The hedge fund industry is in a state of crisis. Many news outlets are reporting substantial redemptions. Bloomberg recently reported that investors pulled an estimated $25.2 billion out of hedge funds in July 2016, the largest withdrawal since the global financial crisis.1 The reason is not hard to find. From January 2009 through March 2016, the S&P 500 Index earned an annualized total return of 14.5%, whereas both the broad-based HFRI Asset Weighted Composite Index and the Dow Jones Credit Suisse Hedge Fund Index (an asset-weighted index) recorded an annualized after-fee return of only 6.1%. Disappointing hedge fund returns, combined with high fees and transparency issues, were widely cited as possible reasons for the September 2014 decision by the California Public Employees’ Retirement System (CalPERS) to withdraw $4 billion from the hedge fund sector. Although CalPERS said at the time that its decision was not related to performance issues, citing instead the complexity and costs of the investment program, the annualized 10-year return of only 4.8% was less than its target return of 7.5%.2 This decision was especially significant for many smaller public pension funds. Indeed, for many institutional investors, CalPERS’s decision in April 2002 to invest in hedge funds greenlighted their entry into this sector.
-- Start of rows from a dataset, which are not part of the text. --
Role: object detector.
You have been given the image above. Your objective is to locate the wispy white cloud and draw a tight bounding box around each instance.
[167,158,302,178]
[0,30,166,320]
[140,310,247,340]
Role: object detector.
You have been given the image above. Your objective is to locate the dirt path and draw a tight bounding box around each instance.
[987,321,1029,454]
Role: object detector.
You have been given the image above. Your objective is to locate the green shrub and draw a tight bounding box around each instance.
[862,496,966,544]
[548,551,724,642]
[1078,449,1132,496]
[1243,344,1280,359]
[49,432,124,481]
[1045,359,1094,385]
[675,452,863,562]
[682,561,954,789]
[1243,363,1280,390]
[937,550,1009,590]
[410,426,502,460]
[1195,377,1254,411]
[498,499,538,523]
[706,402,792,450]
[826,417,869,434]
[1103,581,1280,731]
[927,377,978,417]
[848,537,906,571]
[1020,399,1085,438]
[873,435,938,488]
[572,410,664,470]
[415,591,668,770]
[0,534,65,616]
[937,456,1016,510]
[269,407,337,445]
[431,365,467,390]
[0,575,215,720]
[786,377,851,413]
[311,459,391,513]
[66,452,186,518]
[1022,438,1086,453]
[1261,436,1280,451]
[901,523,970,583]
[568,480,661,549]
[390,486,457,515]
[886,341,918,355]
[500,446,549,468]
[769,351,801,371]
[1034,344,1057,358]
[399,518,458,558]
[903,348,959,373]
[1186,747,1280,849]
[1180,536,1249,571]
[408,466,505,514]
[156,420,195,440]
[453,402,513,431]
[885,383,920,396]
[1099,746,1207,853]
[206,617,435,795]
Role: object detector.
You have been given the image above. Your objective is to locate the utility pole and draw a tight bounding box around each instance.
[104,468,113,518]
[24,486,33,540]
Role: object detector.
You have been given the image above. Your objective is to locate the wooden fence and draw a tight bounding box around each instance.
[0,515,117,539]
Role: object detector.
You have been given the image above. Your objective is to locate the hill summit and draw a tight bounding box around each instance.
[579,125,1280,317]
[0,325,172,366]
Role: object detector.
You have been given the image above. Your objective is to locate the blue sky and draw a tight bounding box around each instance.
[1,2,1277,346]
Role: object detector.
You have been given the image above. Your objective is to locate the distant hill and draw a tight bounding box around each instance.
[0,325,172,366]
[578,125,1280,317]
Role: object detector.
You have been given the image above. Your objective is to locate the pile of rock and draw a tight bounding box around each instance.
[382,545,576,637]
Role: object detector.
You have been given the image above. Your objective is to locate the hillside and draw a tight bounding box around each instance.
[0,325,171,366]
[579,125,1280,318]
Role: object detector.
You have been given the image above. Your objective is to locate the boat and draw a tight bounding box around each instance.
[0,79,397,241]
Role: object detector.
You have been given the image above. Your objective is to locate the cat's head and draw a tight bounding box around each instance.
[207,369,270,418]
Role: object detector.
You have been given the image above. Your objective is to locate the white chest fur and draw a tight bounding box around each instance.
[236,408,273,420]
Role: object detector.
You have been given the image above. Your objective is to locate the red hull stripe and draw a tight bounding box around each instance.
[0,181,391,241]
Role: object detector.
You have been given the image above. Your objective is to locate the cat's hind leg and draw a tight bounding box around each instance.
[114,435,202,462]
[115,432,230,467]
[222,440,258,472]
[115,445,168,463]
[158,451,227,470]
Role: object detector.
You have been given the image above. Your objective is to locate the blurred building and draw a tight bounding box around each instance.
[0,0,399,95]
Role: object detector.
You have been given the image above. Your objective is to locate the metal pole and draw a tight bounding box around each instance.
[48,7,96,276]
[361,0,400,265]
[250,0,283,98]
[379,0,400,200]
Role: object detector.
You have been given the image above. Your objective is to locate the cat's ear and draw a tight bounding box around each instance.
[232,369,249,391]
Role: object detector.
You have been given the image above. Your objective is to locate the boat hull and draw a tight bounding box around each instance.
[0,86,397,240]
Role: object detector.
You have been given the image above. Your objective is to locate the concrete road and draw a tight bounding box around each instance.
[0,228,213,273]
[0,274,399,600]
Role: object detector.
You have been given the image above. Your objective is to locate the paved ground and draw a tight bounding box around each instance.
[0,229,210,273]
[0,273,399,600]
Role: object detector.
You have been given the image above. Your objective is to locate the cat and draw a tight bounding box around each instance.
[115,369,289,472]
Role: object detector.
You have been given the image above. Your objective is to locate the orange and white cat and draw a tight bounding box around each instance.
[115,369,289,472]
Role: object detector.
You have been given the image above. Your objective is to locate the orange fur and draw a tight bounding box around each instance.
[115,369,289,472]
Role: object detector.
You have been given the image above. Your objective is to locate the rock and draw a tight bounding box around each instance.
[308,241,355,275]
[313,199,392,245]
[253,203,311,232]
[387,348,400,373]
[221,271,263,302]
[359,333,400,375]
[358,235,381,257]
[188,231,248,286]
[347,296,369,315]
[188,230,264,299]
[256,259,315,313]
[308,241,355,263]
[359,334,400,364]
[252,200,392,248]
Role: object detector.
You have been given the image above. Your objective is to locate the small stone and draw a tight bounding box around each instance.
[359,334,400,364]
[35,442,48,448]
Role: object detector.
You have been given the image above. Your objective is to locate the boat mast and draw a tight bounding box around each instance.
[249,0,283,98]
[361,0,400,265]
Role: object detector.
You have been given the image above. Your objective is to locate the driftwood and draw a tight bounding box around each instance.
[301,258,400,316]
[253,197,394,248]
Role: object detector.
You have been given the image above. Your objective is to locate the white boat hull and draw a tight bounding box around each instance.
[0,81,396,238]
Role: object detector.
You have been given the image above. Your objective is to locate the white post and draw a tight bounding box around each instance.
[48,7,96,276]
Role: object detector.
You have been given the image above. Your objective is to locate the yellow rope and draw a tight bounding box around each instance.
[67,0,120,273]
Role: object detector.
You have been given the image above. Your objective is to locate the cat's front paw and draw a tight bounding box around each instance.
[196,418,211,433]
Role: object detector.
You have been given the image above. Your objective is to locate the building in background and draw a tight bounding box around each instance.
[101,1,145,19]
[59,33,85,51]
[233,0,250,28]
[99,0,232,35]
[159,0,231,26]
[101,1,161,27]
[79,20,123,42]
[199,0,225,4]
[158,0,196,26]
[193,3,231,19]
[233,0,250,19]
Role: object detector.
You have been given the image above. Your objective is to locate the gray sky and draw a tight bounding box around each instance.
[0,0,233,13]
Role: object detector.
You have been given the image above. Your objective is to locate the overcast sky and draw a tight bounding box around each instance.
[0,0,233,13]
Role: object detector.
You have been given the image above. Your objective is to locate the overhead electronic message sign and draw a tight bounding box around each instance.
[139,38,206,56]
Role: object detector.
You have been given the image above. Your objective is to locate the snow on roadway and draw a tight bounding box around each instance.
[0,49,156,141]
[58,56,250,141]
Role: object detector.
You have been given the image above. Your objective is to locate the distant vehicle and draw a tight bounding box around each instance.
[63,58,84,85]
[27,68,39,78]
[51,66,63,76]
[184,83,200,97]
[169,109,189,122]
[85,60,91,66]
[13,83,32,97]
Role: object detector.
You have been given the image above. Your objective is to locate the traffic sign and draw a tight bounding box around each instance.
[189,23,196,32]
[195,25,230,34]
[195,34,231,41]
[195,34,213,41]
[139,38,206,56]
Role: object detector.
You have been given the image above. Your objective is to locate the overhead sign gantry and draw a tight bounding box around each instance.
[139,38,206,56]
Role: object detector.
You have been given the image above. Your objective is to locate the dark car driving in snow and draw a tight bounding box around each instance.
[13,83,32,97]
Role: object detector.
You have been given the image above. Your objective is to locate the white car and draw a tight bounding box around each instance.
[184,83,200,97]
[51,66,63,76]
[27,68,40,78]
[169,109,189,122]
Ok, this is common news. What are you asking?

You remind me of daj224 with the copy paste news postings with no comments…

Time for us to come up with the next big thing and get us some 2/20.

Shark fin fund. We can have Yao Ming “taken care of” and demand will slowly increase and BOOM! Were all rich

In. *grabs machete*

I think in Trump era we can see a turnaround.

I’m not sure if that will be the case. The decline in hedge funds is mostly driven by investors, not regulations. At the very least, the total amount of investor fees paid to active managers should decrease, so that the amount of excess return investors receive is justified for each unit of cost. The most positive thing for active management that might result from Trump’s election is probably increasing interest rates, which will help defined benefit funds meet their return targets, and therefore, increase their willingness to pay management fees.